SPECIAL MAGAL 2008 : Entre la Foi et le Business

Pour les besoins de ce «Spécial Magal 2008», je me suis déplacé à Touba pour une visite de repérage. C'était un certain vendredi 29 décembre 2007. J'ai assisté à la prière du vendredi à la Grande Mosquée qui avait refusé du monde ce jour là. Un monde discipliné qui, apparemment, n'avait pas encore eu écho d'une quelconque bonne ou triste nouvelle. La prière terminée, ce sont les ziarras. Vite fait et bien fait, je me retrouve à la résidence de Serigne Saliou Mbacké. Toutes les portes qui menaient auprès du Saint Homme étaient fermées. Mais on ne doutait de rien. La foule était là attendant que le Saint Homme, comme à son habitude, ouvre pour le voir et profiter de ses bénédictions. L'attente a été pour moi longue et je suis parti. Mais je ne suis jamais retourné à Dakar car c'est à mi-chemin, à Thiès précisément que j'ai appris la terrible nouvelle. Je devais rebrousser chemin vers 2h du matin.
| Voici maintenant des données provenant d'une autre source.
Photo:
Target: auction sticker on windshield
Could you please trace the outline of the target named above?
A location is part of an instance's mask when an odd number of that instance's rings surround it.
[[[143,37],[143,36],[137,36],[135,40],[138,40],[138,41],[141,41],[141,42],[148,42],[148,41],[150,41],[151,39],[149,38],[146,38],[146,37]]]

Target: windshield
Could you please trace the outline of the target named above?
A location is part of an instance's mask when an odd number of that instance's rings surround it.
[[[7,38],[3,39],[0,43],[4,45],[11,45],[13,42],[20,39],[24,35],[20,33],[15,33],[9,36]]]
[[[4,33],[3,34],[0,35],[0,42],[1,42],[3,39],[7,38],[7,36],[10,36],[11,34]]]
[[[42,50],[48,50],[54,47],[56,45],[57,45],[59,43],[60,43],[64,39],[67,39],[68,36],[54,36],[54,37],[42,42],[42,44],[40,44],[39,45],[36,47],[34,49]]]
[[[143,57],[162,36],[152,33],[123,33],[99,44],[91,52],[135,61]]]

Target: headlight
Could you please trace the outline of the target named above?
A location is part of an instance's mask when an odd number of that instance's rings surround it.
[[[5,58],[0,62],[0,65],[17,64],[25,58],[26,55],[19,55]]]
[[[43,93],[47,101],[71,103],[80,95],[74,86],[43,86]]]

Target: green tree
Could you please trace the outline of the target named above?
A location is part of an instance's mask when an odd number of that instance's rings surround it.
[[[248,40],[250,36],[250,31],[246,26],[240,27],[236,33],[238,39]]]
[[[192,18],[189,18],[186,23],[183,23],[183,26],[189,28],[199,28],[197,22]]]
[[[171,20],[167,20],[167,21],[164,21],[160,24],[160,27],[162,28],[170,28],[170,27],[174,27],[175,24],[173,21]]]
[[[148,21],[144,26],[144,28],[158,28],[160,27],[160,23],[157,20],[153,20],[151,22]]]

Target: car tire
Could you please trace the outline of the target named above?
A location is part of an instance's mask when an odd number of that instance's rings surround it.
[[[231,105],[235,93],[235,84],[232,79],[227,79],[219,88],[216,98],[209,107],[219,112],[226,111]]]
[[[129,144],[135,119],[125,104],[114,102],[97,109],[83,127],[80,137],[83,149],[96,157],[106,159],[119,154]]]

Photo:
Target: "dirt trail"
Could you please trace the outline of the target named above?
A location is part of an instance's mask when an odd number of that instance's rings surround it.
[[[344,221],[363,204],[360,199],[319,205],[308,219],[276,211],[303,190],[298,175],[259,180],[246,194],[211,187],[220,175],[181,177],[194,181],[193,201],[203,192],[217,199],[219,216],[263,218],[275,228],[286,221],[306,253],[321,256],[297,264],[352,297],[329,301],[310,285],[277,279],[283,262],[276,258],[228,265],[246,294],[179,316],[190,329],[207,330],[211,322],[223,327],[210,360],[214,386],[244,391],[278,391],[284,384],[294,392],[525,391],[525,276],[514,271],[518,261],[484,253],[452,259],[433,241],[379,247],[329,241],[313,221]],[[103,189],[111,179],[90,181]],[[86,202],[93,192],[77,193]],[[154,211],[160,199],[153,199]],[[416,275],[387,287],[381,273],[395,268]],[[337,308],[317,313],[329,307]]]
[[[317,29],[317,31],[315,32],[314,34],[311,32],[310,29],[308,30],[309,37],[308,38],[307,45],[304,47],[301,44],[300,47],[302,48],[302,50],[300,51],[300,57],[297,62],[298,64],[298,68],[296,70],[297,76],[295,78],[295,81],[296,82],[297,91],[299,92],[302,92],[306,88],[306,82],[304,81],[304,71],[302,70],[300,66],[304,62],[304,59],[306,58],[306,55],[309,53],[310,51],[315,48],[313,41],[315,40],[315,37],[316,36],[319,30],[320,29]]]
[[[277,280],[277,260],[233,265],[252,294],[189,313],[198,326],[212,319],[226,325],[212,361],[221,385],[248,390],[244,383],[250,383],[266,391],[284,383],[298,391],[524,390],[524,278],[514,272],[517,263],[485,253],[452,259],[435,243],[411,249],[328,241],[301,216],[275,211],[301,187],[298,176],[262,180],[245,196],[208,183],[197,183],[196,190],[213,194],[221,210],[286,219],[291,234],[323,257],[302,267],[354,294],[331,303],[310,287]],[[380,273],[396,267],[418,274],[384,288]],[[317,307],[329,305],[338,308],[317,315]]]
A cette heure précise où la triste nouvelle du rappel à Dieu de l'unique fils de Cheikh Ahmadou Bamba encore vivant, avait fini de se répandre comme une traînée de poudre. La route de Touba, malgré l'heure tardive, était déjà prise d'assaut par les successions de véhicules qui roulaient à vive allure. Au-delà de la tristesse, je n'avais plus le cœur à l'ouvrage. Tout était chamboulé. Je voulais arrêter. Tout. Mais j'étais entre le marteau de la parole donnée et l'enclume des engagements à respecter. Que faire quand on vient de perdre un homme de la dimension de Serigne Saliou ?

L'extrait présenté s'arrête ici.